We can now find all the references in the code to the component file, C04E02 – Components.xlsx and change it to dynamically return the same value using Table.ColumnNames and the index.

Select the Unpivoted Other Columns step in Applied Steps.

Change the highlighted section in the formula bar from:

“C04E02 – Components.xlsx”


Table.ColumnNames(#”Promoted Headers”){TargetIndex}

Select the Renamed Columns step in Applied Steps. Notice that the first column is renamed from C04E02 – Components.xlsx to Target.

Change the highlighted section in the formula bar from:

“C04E02 – Components.xlsx”


Table.ColumnNames(#”Unpivoted Other Columns”){0}

Now you refer to the first column name in the previous step. The zero index is used to refer to the first column.

You can also follow Chapter 8 to create a path parameter for the folder. You now have a robust solution that receives a folder of mismatched tables and the index of the file with the preferred headers as the input, and detect the mismatch headers in a folder, and create the conversion table which is necessary to combine all the mismatching tables.

The solution file, C04 Conversion Table – Solution.xlsx, is available in the subscriber folder (Link is included in DataChant subscription emails. To subscribe click here).
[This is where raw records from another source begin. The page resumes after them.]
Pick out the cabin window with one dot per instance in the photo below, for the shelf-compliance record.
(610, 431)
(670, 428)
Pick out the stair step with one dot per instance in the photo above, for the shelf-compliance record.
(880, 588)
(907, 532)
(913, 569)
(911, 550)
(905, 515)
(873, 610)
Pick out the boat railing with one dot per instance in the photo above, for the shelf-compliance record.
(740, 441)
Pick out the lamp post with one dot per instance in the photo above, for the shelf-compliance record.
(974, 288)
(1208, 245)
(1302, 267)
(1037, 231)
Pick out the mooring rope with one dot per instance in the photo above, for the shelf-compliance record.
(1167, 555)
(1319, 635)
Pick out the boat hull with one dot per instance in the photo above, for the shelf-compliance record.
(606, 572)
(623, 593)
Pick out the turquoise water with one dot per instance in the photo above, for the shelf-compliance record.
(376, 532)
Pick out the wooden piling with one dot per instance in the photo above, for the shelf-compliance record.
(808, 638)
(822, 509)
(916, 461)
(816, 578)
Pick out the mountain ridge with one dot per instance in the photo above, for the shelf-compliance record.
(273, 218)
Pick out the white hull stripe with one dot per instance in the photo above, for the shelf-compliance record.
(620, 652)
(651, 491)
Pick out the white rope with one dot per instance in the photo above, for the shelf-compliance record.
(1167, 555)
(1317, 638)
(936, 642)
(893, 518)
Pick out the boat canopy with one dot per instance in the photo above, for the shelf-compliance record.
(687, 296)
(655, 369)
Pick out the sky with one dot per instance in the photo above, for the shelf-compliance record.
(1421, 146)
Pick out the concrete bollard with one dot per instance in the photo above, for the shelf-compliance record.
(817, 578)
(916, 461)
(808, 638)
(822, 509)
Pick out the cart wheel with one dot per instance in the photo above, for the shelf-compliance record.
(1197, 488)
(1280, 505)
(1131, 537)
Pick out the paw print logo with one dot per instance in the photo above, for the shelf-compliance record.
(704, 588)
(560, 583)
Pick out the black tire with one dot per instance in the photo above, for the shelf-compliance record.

Hope you enjoyed this bonus exercise.



  1. Roger Spire Reply


    Why so complicated? All this can be done in 1 step.

    Script CODE M

        Source = Folder.Files (“C: \ Users \ AMPLIX \ Desktop \ C04E02 – Products”),
        # “Customization added” = Table.AddColumn (Source, “Customize”, each Excel.Workbook ([Content]))
        # “Customizing Expanded” = Table.ExpandTableColumn (# “Customization Added”, “Custom”, {“Name”, “Data”, “Item”, “Kind”, “Hidden”}, {“Name.1” Data “,” Item “,” Kind “,” Hidden “),
        # “Other Columns Removed” = Table.SelectColumns (# “Custom Expanded”, {“Data”, “Name”})
        # “Expanded Date” = Table.ExpandTableColumn (# “Other Columns Removed”, “Data”, “Column1”, “Column2”, “Column3”, “Column4”, “Column5”, “Column6”, “Column7” “Column8”, “Column9”, “Column1”, “Column2”, “Column3”, “Column4”, “Column5”, “Column6”, “Column7”, “Column8”, “Column9”
        # “Columns Renamed” = Table.RenameColumns (“Expanded Data”, {{“Column1”, “PRODUCT_NAME”}, {“Column2”, “PRODUCT_ID”}, {“Column3”, “PRODUCT_COLOR” “” PRODUCT_COST “}, {” Column5 “,” PRODUCT_PRICE “}, {” Column6 “,” PRODUCT_SIZE “}, {” Column7 “,” PRODUCT_WEIGHT “}, {” Column8 “,” PRODUCT_PARENTCATEGORY “}, {” Column9 “,” PRODUCT_CATEGORY “}, {” Name “,” PRODUCT_GROUP “}}),
        # “Columns Removed1” = Table.RemoveColumns (# “Renamed Columns”, {“PRODUCT_GROUP”})
        “StandardCost” and “PRODUCT_COST”, and “PRODUCT_COST”, and “PRODUCT_COST”. The following table lists the “StandardCost” and “PRODUCT_COST” > “Standard_Cost”)),
        # “PRODUCT_COLOR”, type “text”, {“PRODUCT_SIZE”, type “PRODUCT_COLOR”, {“PRODUCT_SIZE”, type ” text “, {” PRODUCT_WEIGHT “, type text}, {” PRODUCT_PARENTCATEGORY “, type text}, {” PRODUCT_CATEGORY “, type text}, {” PRODUCT_COST “, type number}, {” PRODUCT_PRICE “, type number}})
        # “Type Changed”

    • Gil Raviv Post authorReply

      Hi Roger,
      You will see that the combined results are not showing all the values correctly (scroll down a bit to see null values). This is covered in detail in Chapter 4. To get all the appended results correctly, you need to normalize the headers before you append the tables.

      In Chapter 4 we cover several techniques to normalize the headers by using a conversion table. This bonus exercise shows you how you can build it. To fully understand why you need it, you can follow the chapter.